Through our discussions we have identified measures which reduce the future joint contribution rate(JCR). For example; if the Actuary assumes future pay increases to be RPI+1% instead of RPI+1½%, the JCR falls by approximately 1.5%. Likewise, assuming the future promotional scale increases are 0.4% instead of the standard 0.7%, saves a further 0.25% on the JCR. Similarly, moving to cost neutral Early Retirement Reduction Factors between age 50 and 60 results additional savings; 1.2% on average for the Train Operating Companies.
Obviously the reductions achievable will vary from Section to Section, but members will immediately recognise that making minor adjustments such as those outlined above can have a significant impact on the Joint Contribution Rate and assist in keeping contributions within an affordable range.
This matter was considered by the General Grades Committee yesterday, where the following decision was recorded:
“We note a meeting has taken place with the General Secretary and the General Secretaries of our sister Unions; ASLEF, TSSA & Unite. We recognise the importance of a joint Union strategy in protection of our members’ pensions.
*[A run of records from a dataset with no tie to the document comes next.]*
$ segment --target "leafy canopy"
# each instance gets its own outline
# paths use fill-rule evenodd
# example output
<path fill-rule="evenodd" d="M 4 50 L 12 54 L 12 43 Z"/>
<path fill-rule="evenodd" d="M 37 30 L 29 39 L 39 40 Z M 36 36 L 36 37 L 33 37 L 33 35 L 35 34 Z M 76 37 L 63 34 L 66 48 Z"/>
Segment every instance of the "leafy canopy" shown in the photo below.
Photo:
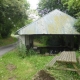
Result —
<path fill-rule="evenodd" d="M 12 29 L 22 27 L 28 19 L 26 0 L 0 0 L 0 36 L 10 35 Z"/>

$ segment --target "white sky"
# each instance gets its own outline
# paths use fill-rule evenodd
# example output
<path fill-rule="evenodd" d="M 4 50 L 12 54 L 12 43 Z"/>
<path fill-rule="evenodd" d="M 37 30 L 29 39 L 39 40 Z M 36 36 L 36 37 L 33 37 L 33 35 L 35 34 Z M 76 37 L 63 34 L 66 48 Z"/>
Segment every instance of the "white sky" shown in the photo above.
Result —
<path fill-rule="evenodd" d="M 30 9 L 36 9 L 39 0 L 27 0 L 30 3 Z"/>

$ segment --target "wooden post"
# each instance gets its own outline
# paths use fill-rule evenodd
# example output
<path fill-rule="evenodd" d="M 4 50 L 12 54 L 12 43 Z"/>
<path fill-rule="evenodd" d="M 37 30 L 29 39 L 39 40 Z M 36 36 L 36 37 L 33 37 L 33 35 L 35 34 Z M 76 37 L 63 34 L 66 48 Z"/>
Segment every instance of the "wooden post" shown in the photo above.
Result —
<path fill-rule="evenodd" d="M 80 35 L 78 35 L 78 39 L 79 39 L 79 51 L 80 51 Z"/>

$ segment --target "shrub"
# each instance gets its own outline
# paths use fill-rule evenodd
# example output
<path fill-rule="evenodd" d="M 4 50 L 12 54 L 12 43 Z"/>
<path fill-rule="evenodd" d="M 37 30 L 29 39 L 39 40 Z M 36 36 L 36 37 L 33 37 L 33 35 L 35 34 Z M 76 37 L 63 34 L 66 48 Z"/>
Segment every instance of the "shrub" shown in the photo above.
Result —
<path fill-rule="evenodd" d="M 26 57 L 26 53 L 27 53 L 26 46 L 24 44 L 21 44 L 21 46 L 18 45 L 18 47 L 17 47 L 17 53 L 22 58 L 25 58 Z"/>

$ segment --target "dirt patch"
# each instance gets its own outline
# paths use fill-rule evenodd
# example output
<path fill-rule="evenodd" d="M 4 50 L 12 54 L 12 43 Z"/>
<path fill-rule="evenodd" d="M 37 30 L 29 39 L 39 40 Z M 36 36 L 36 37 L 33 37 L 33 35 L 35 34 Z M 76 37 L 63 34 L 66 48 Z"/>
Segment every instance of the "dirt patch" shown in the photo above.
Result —
<path fill-rule="evenodd" d="M 47 71 L 40 70 L 32 80 L 55 80 Z"/>
<path fill-rule="evenodd" d="M 13 64 L 8 64 L 7 65 L 7 69 L 9 70 L 9 71 L 13 71 L 13 70 L 15 70 L 17 67 L 15 66 L 15 65 L 13 65 Z"/>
A joint strategy should encompass the following:
- Opposition to the introduction of a CARE Scheme.
- Any proposals or revision of contribution rates or revision of benefits should examine Early Retirement pre 60 years of age – cost neutral factors to apply.
- Apply a deficit recovery plan to correct any deficit over a nine year period if necessary.
- Further, to recommend actuarial revision on pay increase effects.
- The General Secretary to write to all Branches and Regional Councils on the current position and highlight our objectives and our opposition to the CARE Scheme and importance of the survival of the RPS.”
In the circumstances, I would stress that in discussion with management our negotiators should adopt the following policy:
- Oppose the introduction of a CARE Scheme.
- Apply cost neutral reduction factors to early leavers to age 60.
- The Actuary should assume future pay increase to be RPI+1% instead of RPI+1.5%.
- Deficit recovery payments, where necessary, should be payable over nine years
I shall, of course, keep you advised of developments, but in the meantime would request that Head Office should be kept advised of any employer proposals dealing with the valuation results.